The ADA maintains that fluoride water prevents tooth decay.
According to the ADA, an estimated 51 million school hours are lost each year due to dental-related illness, and one study has shown that children who live in communities without fluoridation are three times more likely to end up in the hospital to undergo dental surgery.
Fluoride protects all ages against cavities and studies show that fluoride in community water systems prevent at least 25 percent of tooth decay in children and adults, even in an era with widespread availability of fluoride from other sources, such as fluoride toothpaste, the ADA says in some of its literature.

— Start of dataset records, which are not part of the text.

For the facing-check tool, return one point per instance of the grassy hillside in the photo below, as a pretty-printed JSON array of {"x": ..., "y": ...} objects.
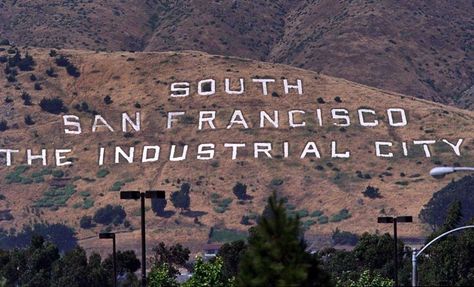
[
  {"x": 140, "y": 82},
  {"x": 418, "y": 48}
]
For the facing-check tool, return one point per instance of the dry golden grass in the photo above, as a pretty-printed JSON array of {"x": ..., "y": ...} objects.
[{"x": 145, "y": 78}]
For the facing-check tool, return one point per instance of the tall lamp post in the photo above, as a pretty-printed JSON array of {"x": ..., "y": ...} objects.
[
  {"x": 438, "y": 173},
  {"x": 111, "y": 235},
  {"x": 395, "y": 220},
  {"x": 135, "y": 195}
]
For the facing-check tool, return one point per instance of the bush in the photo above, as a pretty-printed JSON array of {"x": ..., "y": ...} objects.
[
  {"x": 86, "y": 222},
  {"x": 50, "y": 72},
  {"x": 344, "y": 238},
  {"x": 302, "y": 213},
  {"x": 323, "y": 219},
  {"x": 316, "y": 213},
  {"x": 88, "y": 203},
  {"x": 340, "y": 216},
  {"x": 29, "y": 121},
  {"x": 108, "y": 100},
  {"x": 26, "y": 63},
  {"x": 240, "y": 190},
  {"x": 102, "y": 173},
  {"x": 26, "y": 99},
  {"x": 73, "y": 71},
  {"x": 276, "y": 181},
  {"x": 57, "y": 173},
  {"x": 225, "y": 235},
  {"x": 245, "y": 220},
  {"x": 117, "y": 186},
  {"x": 110, "y": 214},
  {"x": 62, "y": 61},
  {"x": 53, "y": 106},
  {"x": 181, "y": 199},
  {"x": 55, "y": 197},
  {"x": 372, "y": 192}
]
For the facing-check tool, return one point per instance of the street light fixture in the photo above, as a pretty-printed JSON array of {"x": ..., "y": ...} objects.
[
  {"x": 441, "y": 171},
  {"x": 111, "y": 235},
  {"x": 135, "y": 195},
  {"x": 395, "y": 220}
]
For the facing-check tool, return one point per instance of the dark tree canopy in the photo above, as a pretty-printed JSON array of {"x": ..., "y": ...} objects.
[
  {"x": 231, "y": 254},
  {"x": 61, "y": 235},
  {"x": 174, "y": 256},
  {"x": 435, "y": 211},
  {"x": 276, "y": 253}
]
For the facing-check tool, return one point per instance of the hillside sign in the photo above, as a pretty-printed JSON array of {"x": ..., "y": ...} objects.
[{"x": 73, "y": 125}]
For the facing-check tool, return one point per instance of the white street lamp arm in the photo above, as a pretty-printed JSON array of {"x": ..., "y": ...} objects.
[
  {"x": 443, "y": 170},
  {"x": 442, "y": 235}
]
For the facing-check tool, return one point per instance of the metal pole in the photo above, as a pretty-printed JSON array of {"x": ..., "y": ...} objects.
[
  {"x": 115, "y": 261},
  {"x": 142, "y": 198},
  {"x": 413, "y": 268},
  {"x": 396, "y": 250}
]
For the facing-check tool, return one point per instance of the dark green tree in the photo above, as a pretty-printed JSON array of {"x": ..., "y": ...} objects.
[
  {"x": 74, "y": 270},
  {"x": 127, "y": 263},
  {"x": 435, "y": 211},
  {"x": 231, "y": 254},
  {"x": 450, "y": 260},
  {"x": 173, "y": 256},
  {"x": 276, "y": 253},
  {"x": 158, "y": 205}
]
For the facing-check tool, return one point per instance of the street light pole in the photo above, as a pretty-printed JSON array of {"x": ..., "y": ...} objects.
[
  {"x": 135, "y": 195},
  {"x": 142, "y": 206},
  {"x": 394, "y": 220},
  {"x": 111, "y": 235}
]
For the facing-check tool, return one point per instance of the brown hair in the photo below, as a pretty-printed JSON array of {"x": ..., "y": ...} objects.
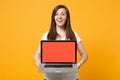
[{"x": 53, "y": 33}]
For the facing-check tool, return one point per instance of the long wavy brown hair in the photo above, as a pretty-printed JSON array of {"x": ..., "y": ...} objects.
[{"x": 52, "y": 34}]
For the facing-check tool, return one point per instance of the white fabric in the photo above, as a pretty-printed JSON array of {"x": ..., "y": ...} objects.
[{"x": 61, "y": 76}]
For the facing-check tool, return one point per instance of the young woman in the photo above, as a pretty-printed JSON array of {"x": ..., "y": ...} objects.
[{"x": 60, "y": 29}]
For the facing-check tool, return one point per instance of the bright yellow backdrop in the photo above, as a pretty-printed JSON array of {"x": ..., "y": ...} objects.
[{"x": 22, "y": 23}]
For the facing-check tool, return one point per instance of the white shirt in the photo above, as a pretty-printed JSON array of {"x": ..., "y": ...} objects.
[{"x": 61, "y": 76}]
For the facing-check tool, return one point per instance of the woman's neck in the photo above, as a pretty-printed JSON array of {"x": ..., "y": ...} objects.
[{"x": 60, "y": 29}]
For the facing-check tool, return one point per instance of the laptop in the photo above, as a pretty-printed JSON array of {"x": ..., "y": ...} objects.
[{"x": 59, "y": 56}]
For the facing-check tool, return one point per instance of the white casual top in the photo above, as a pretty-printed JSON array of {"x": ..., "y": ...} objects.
[{"x": 61, "y": 76}]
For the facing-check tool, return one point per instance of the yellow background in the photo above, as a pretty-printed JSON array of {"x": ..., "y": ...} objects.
[{"x": 22, "y": 23}]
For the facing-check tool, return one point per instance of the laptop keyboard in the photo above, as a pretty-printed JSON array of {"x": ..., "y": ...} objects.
[{"x": 59, "y": 66}]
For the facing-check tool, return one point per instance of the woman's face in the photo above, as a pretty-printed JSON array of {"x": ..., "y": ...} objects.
[{"x": 60, "y": 17}]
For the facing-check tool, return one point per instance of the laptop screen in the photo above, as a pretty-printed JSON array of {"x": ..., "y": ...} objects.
[{"x": 58, "y": 51}]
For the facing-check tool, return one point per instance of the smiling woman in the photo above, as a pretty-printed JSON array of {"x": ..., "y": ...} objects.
[{"x": 60, "y": 29}]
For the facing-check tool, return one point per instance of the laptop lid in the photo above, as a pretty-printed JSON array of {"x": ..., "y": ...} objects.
[{"x": 63, "y": 51}]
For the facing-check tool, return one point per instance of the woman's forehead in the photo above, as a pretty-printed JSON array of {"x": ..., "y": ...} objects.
[{"x": 61, "y": 10}]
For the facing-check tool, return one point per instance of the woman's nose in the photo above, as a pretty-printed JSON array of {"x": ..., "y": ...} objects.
[{"x": 60, "y": 16}]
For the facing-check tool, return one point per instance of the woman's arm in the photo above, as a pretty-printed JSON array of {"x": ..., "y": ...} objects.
[
  {"x": 83, "y": 54},
  {"x": 37, "y": 57}
]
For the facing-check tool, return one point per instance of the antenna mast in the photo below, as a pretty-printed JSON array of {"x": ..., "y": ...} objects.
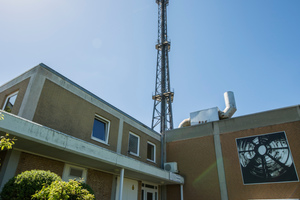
[{"x": 163, "y": 98}]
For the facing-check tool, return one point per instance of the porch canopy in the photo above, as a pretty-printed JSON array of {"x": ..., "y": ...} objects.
[{"x": 41, "y": 140}]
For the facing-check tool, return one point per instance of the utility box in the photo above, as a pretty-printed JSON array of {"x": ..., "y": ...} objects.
[{"x": 204, "y": 116}]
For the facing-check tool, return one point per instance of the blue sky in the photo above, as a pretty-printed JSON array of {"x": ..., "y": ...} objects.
[{"x": 250, "y": 47}]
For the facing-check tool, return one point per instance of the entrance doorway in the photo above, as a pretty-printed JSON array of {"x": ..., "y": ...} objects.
[{"x": 149, "y": 192}]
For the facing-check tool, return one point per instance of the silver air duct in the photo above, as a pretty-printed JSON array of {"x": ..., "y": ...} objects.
[
  {"x": 230, "y": 106},
  {"x": 212, "y": 114}
]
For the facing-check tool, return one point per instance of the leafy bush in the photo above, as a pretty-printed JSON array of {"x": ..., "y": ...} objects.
[
  {"x": 24, "y": 185},
  {"x": 71, "y": 190},
  {"x": 87, "y": 187}
]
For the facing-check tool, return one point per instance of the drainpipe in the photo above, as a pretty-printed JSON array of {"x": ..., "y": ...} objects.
[
  {"x": 181, "y": 192},
  {"x": 121, "y": 183}
]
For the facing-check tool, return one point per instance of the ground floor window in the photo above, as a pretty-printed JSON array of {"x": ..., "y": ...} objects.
[
  {"x": 149, "y": 191},
  {"x": 74, "y": 172}
]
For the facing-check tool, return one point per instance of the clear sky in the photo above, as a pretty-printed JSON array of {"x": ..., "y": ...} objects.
[{"x": 250, "y": 47}]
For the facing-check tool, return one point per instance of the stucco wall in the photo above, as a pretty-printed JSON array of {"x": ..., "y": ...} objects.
[
  {"x": 236, "y": 189},
  {"x": 144, "y": 138},
  {"x": 101, "y": 183},
  {"x": 21, "y": 88},
  {"x": 30, "y": 162},
  {"x": 63, "y": 111},
  {"x": 197, "y": 164}
]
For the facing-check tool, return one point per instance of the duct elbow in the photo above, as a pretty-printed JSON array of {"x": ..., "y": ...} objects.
[
  {"x": 230, "y": 106},
  {"x": 184, "y": 123}
]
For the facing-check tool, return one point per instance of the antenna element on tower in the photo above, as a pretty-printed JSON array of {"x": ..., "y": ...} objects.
[{"x": 163, "y": 98}]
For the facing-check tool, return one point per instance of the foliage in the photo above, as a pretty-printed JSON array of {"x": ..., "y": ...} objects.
[
  {"x": 6, "y": 142},
  {"x": 24, "y": 185},
  {"x": 71, "y": 190},
  {"x": 87, "y": 187}
]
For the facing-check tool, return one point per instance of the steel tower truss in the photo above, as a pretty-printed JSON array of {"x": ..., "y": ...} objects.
[{"x": 163, "y": 98}]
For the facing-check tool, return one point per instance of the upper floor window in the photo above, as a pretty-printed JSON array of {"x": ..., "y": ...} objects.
[
  {"x": 74, "y": 172},
  {"x": 151, "y": 150},
  {"x": 134, "y": 144},
  {"x": 101, "y": 129},
  {"x": 10, "y": 102}
]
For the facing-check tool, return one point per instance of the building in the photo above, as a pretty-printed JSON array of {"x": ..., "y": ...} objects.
[
  {"x": 251, "y": 157},
  {"x": 64, "y": 128}
]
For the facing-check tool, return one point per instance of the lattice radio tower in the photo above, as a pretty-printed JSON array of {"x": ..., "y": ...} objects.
[{"x": 163, "y": 98}]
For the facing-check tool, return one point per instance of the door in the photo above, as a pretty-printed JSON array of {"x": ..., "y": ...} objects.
[
  {"x": 130, "y": 189},
  {"x": 149, "y": 192}
]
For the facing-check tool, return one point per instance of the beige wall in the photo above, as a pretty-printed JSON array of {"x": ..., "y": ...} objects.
[
  {"x": 30, "y": 162},
  {"x": 236, "y": 189},
  {"x": 21, "y": 88},
  {"x": 144, "y": 138},
  {"x": 63, "y": 111},
  {"x": 197, "y": 164},
  {"x": 101, "y": 183}
]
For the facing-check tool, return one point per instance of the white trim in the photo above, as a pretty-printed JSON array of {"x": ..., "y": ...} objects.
[
  {"x": 43, "y": 135},
  {"x": 67, "y": 169},
  {"x": 154, "y": 152},
  {"x": 138, "y": 144},
  {"x": 107, "y": 127}
]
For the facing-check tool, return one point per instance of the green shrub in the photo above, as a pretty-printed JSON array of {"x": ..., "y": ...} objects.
[
  {"x": 87, "y": 187},
  {"x": 24, "y": 185},
  {"x": 61, "y": 190}
]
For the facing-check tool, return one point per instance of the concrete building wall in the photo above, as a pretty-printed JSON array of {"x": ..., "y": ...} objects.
[
  {"x": 101, "y": 183},
  {"x": 196, "y": 161},
  {"x": 29, "y": 162},
  {"x": 236, "y": 189},
  {"x": 144, "y": 138},
  {"x": 205, "y": 151},
  {"x": 21, "y": 88},
  {"x": 66, "y": 112}
]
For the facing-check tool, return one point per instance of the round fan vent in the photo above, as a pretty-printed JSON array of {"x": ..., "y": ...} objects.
[{"x": 265, "y": 158}]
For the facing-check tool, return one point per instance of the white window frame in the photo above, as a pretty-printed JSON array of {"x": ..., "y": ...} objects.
[
  {"x": 67, "y": 169},
  {"x": 154, "y": 152},
  {"x": 138, "y": 144},
  {"x": 107, "y": 127},
  {"x": 8, "y": 97}
]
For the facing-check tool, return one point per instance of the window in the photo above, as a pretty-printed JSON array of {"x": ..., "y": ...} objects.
[
  {"x": 74, "y": 172},
  {"x": 101, "y": 129},
  {"x": 10, "y": 102},
  {"x": 151, "y": 150},
  {"x": 134, "y": 144}
]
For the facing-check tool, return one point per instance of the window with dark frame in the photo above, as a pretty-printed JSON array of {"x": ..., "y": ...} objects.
[
  {"x": 134, "y": 144},
  {"x": 151, "y": 151},
  {"x": 74, "y": 172},
  {"x": 10, "y": 102},
  {"x": 100, "y": 129}
]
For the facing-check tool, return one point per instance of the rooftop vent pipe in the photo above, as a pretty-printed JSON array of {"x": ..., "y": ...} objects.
[
  {"x": 225, "y": 114},
  {"x": 230, "y": 106}
]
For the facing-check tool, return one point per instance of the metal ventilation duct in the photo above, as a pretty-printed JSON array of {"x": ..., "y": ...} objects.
[
  {"x": 212, "y": 114},
  {"x": 230, "y": 106}
]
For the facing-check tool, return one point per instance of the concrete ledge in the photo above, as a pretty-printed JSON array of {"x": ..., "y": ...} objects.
[{"x": 43, "y": 138}]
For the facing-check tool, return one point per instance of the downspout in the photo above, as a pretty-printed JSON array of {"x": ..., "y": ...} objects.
[{"x": 184, "y": 123}]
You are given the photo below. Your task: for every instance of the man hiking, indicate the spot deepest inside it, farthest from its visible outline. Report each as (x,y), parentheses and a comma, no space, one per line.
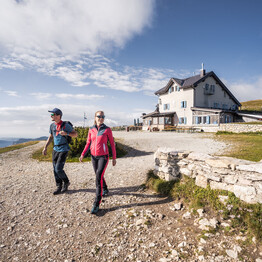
(59,131)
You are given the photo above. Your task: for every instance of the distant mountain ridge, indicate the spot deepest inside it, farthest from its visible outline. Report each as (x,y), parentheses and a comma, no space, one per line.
(23,140)
(14,141)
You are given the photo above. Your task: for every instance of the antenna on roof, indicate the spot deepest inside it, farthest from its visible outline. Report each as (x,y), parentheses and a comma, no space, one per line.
(202,71)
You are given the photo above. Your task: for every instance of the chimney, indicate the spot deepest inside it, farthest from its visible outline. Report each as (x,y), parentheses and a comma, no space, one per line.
(202,71)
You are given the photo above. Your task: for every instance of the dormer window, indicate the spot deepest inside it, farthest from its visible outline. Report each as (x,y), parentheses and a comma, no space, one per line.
(209,89)
(166,106)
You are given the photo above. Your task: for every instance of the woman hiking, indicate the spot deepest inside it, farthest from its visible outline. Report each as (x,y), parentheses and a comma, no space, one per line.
(98,136)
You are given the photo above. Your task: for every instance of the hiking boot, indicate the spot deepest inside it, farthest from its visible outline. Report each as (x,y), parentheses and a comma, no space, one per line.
(94,209)
(105,192)
(58,190)
(65,187)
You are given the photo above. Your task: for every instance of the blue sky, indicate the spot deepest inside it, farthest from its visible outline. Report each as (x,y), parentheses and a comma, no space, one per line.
(84,56)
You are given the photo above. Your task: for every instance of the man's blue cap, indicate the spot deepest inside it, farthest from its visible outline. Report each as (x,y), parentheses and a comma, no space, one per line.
(56,111)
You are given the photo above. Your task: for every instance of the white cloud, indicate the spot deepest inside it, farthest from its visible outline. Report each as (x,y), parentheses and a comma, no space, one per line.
(11,93)
(65,38)
(245,91)
(72,26)
(41,96)
(79,96)
(34,121)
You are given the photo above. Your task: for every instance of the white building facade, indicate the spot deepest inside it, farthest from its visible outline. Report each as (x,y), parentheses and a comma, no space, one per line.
(198,101)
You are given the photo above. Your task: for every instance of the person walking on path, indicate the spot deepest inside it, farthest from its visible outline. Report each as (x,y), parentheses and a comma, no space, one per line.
(97,139)
(58,132)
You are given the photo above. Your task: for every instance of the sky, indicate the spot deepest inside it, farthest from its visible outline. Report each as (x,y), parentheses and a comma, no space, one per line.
(112,55)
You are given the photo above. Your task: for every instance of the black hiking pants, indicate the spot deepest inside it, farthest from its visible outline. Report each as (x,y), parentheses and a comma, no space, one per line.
(59,159)
(99,164)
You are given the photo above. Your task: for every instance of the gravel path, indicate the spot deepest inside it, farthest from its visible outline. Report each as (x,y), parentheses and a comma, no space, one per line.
(132,225)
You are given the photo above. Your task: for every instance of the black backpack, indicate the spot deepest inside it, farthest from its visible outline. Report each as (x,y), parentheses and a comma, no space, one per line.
(68,138)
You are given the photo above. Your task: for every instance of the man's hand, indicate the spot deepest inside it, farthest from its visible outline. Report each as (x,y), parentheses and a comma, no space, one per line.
(44,151)
(62,133)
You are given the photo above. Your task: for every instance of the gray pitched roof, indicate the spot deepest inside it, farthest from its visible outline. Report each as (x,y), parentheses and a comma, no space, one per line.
(192,82)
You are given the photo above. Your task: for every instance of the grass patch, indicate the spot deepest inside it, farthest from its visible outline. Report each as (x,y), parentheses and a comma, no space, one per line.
(253,105)
(18,146)
(248,123)
(244,217)
(244,145)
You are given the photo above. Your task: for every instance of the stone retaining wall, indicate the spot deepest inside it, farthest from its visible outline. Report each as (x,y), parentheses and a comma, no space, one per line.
(239,128)
(242,177)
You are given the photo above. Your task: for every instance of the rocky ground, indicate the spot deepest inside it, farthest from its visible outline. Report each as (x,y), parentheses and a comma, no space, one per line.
(133,224)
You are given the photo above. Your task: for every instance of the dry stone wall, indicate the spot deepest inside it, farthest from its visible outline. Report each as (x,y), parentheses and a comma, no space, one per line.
(242,177)
(240,128)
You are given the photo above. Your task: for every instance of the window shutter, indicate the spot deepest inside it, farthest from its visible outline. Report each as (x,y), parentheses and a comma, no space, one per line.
(196,119)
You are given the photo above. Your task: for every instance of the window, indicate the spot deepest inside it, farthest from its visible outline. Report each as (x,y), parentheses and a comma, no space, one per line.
(161,120)
(202,120)
(168,121)
(166,106)
(154,120)
(182,120)
(227,119)
(183,104)
(198,120)
(209,89)
(216,105)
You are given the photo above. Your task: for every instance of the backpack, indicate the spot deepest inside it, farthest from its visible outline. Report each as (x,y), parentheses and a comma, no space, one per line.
(68,138)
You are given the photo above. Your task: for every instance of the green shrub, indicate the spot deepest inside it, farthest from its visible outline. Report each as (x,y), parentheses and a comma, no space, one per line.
(77,146)
(244,216)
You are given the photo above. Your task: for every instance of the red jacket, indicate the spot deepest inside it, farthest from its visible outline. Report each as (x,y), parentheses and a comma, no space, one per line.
(97,141)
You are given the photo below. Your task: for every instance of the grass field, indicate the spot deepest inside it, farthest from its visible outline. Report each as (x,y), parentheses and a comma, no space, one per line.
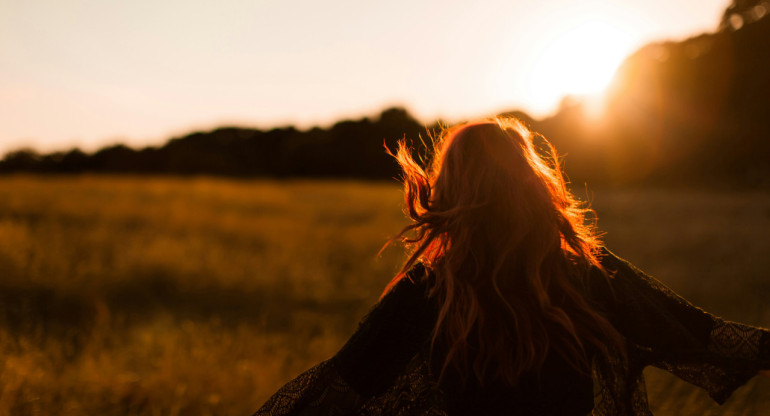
(162,296)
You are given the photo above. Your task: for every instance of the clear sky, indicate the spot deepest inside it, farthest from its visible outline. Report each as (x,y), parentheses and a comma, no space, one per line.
(89,73)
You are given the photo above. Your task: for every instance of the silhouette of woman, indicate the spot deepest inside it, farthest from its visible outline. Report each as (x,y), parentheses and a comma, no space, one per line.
(508,304)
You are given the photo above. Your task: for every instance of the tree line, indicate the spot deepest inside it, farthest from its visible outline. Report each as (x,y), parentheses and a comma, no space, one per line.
(692,111)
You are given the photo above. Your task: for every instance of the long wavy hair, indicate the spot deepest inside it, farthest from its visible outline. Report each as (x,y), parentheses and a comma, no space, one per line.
(510,247)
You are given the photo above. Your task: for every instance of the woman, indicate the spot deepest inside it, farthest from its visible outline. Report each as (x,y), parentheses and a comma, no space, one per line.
(509,305)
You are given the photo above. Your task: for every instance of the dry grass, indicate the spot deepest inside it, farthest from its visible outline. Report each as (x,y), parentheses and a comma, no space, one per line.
(150,296)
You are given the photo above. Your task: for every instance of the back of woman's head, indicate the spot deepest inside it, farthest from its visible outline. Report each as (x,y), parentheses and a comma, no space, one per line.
(510,248)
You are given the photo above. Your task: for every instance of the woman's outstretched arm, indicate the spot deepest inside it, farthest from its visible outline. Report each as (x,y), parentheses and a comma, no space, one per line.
(378,352)
(703,349)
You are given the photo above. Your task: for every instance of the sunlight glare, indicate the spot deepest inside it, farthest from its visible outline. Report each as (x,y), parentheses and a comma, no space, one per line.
(580,61)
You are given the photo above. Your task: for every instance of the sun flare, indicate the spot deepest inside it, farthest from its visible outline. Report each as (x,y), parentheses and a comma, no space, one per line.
(578,60)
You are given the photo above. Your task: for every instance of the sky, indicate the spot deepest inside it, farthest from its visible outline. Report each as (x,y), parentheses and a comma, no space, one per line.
(91,73)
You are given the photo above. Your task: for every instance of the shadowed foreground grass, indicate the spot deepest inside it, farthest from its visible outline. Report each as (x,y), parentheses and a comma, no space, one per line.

For 70 years, the best available scientific evidence consistently indicates that community water fluoridation is safe and effective. It has been endorsed by numerous U.S. surgeon generals, and more than 100 health organizations, according to the ADA.
When it comes to the cost of treating dental disease, everyone pays. Not just those who need treatment, but the entire community, the ADA wrote in a report they did on fluoridated water.
The result is higher health insurance premiums and higher taxes. The average lifetime cost per person to fluoridate a water supply is less than the cost of one dental filling. For most cities, every $1 invested in water fluoridation saves $38 in dental treatment costs, the report stated.
Presley thanked the two city employees for bringing this cost-saving proposal to the council, saying this is what the council wants from the employees.
“We have got to weigh the value to the community to the cost to the city,” he said.
No decision needed to be made right away because there are enough fluoride chemicals to serve the residents for the next month or two, Norgaard said.
Impoverished parts of the city now have to buy bottled water for their infants because the fluoride water is not good for their young children, Norgaard said.
He also pointed to a University of Harvard study, in which 8,000 children who drank water with fluoride were shown to have lower intelligent quotas than those who did not by seven percent.
The question Presley raised was whether the council should believe in the University of Harvard study or should it listen to the dental professionals in the community.
Councilman Mitchell Jordan agreed and said how the University of Harvard study was conducted is a big question.
However, even with continuing to spend the $15,000 to add fluoride to its water, the water is still below what the ADA recommends, Garcia said.
The council removed the item from its council meeting, hoping they can talk to professionals in the dental community to get their input.
“Let’s move on,” said Mayor Bob Herrington, saying they had a lot more to talk about.